After an introduction by Katy Wickremesinghe, Founder of The Wick and KTW London, Jonathan Burton, the Managing Director of London Craft Week, talked briefly about the importance of recognising and celebrating British makers, both those established and emerging and then Freud explained a little about her own practice. ‘I’m actually very shy and find communicating very difficult,’ she said. ‘I work with words that I’ve overheard and put them in a new space or context to change the meaning slightly. Every now and then, I feel brave enough to come up with my own words… I wrote a little poem about lemon juice.’
She also spoke honestly about her experiences of being a mother and artist: ‘I constantly feel like I’m not doing enough of one or the other… But the great thing about having kids is that they forced me to live and interact and I think that teaching both of them to talk has really cemented my use of language.’
Then it was time for more champagne followed by the tile-making workshop. Guests took their sit in cosy combinations in the Claridge’s ArtSpace Café designed John Pawson, with marble table tops Freud had to clink her glass several times and to encourage guests, who were caught deep in conversation, to take their seats around the marble-topped tables where they were each served a neat square wet clay. ‘They are yours to make your mark on,’ said Freud. ‘You don’t have to write on them, you can draw on them, we can give you extra bits of clay so you can build on top, and the lovely thing is that if you don’t like it, you can rub it out and start again.’

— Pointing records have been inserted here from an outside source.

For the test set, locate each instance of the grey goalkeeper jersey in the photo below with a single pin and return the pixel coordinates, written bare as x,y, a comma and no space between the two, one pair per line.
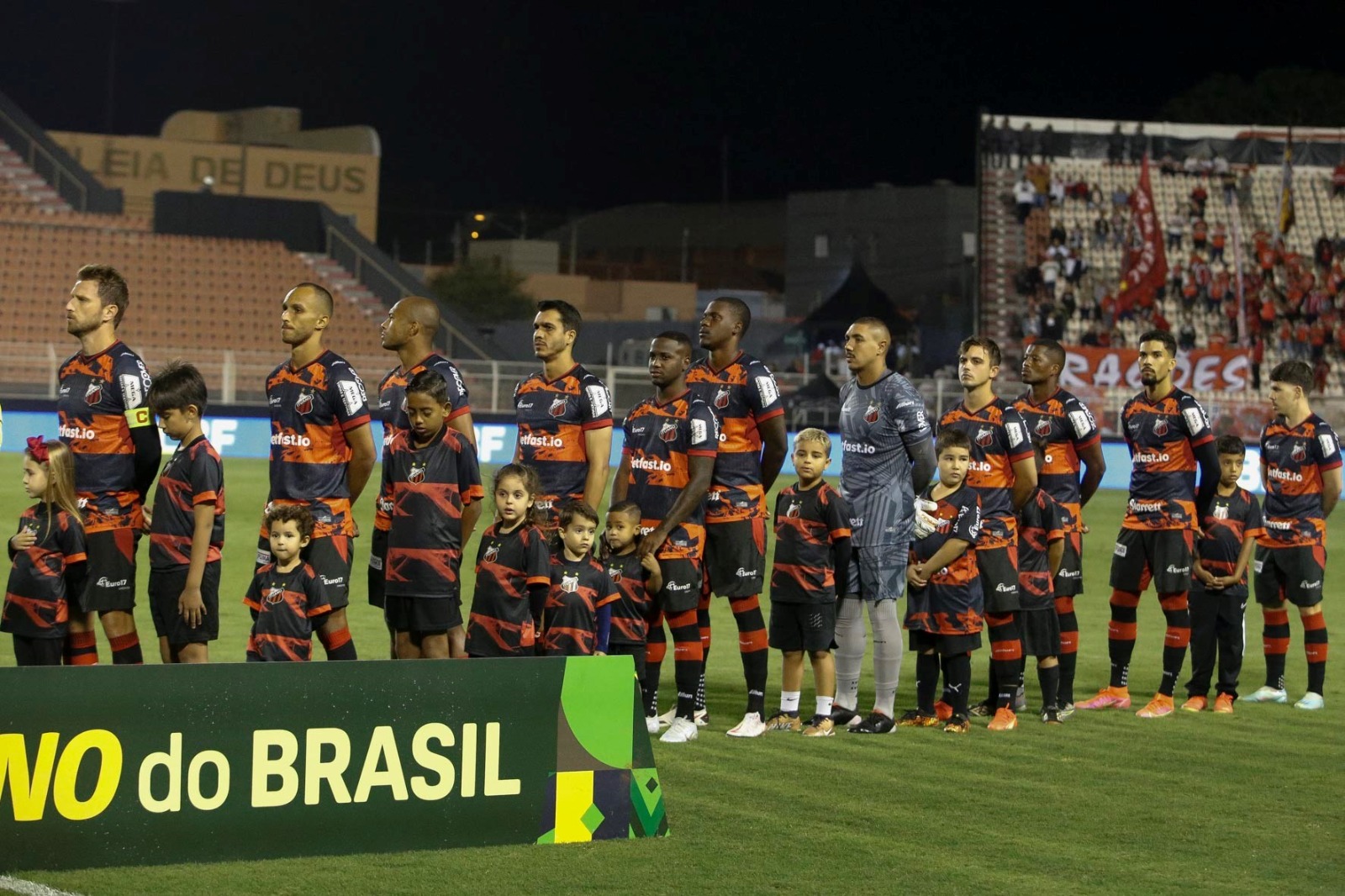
878,424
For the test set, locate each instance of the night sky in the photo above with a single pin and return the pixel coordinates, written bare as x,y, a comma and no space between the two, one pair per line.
513,104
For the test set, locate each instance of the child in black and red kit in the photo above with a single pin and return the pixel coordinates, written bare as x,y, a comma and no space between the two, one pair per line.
513,571
636,577
578,609
47,556
1219,582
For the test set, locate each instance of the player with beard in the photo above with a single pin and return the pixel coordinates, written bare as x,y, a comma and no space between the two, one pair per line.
322,451
1073,472
105,420
1004,472
1169,437
743,393
409,329
887,461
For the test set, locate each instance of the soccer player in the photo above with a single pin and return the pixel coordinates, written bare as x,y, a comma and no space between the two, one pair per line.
1301,467
1071,475
666,465
432,478
409,329
1169,437
322,451
286,598
1042,548
109,430
744,396
564,416
811,552
945,609
578,620
1004,472
887,461
1219,587
187,522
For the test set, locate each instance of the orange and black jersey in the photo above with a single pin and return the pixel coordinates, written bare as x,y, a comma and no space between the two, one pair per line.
952,603
1295,461
284,606
553,417
741,396
582,589
45,576
430,488
1068,428
810,524
1163,437
1042,522
999,440
508,564
631,613
311,412
194,475
392,410
101,400
661,437
1231,519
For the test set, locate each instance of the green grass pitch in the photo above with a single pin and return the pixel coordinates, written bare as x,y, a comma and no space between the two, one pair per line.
1251,802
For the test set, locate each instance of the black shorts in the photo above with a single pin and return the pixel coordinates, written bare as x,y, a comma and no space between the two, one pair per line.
1161,556
1040,633
112,571
423,615
1069,580
166,588
735,557
810,627
681,586
330,559
377,555
999,568
1290,573
945,645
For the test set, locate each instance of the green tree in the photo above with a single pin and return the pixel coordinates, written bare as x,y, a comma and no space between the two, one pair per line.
1275,96
483,291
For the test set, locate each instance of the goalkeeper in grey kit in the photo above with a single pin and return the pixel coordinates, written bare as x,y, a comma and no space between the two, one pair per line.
887,461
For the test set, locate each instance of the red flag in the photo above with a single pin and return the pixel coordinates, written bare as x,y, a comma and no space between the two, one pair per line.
1147,266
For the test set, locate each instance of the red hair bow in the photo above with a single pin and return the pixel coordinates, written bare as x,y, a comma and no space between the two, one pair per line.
38,448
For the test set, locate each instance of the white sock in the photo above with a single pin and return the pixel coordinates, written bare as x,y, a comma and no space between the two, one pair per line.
887,656
851,643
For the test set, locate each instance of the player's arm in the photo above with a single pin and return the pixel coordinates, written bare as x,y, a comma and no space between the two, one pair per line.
1024,479
362,455
699,467
598,448
775,445
623,479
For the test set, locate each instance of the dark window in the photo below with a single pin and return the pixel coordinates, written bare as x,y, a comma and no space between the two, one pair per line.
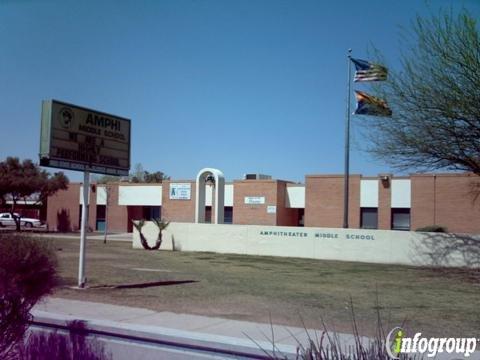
101,212
400,219
369,218
301,217
228,214
100,222
208,214
152,212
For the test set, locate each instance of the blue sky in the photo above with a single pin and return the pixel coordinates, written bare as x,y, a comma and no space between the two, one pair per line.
243,86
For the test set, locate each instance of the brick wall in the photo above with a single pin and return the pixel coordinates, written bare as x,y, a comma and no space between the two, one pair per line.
63,209
178,210
385,202
324,201
117,216
285,216
254,213
450,200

Soon they got into the swing of it, carving out drawings and stamping letters into the surface. Some drew inspiration from Freud’s matter-of-fact messaging on the plant pots arranged on the tables (‘For Fuck’s Sake’) while others took a more abstract approach. ‘Those are the stamps that I use for my work in my custom font, so please don’t take them home with you, I need them for my studio work tomorrow!’ Freud added. At the end of the night, each creation was carefully packed away to journey with Freud back to her house and studio in Hackney where they will be fired and then returned to their maker in a couple of weeks. Though the tiles may not be as refined as Freud’s own works, they will serve as fitting mementos of a joyful and liberating evening.
Martha Freud’s installation ‘Let there be Light’ for London Craft Week in collaboration and curated by The Wick at the newly opened Claridge’s ArtSpace Café is open until 9 June 2023.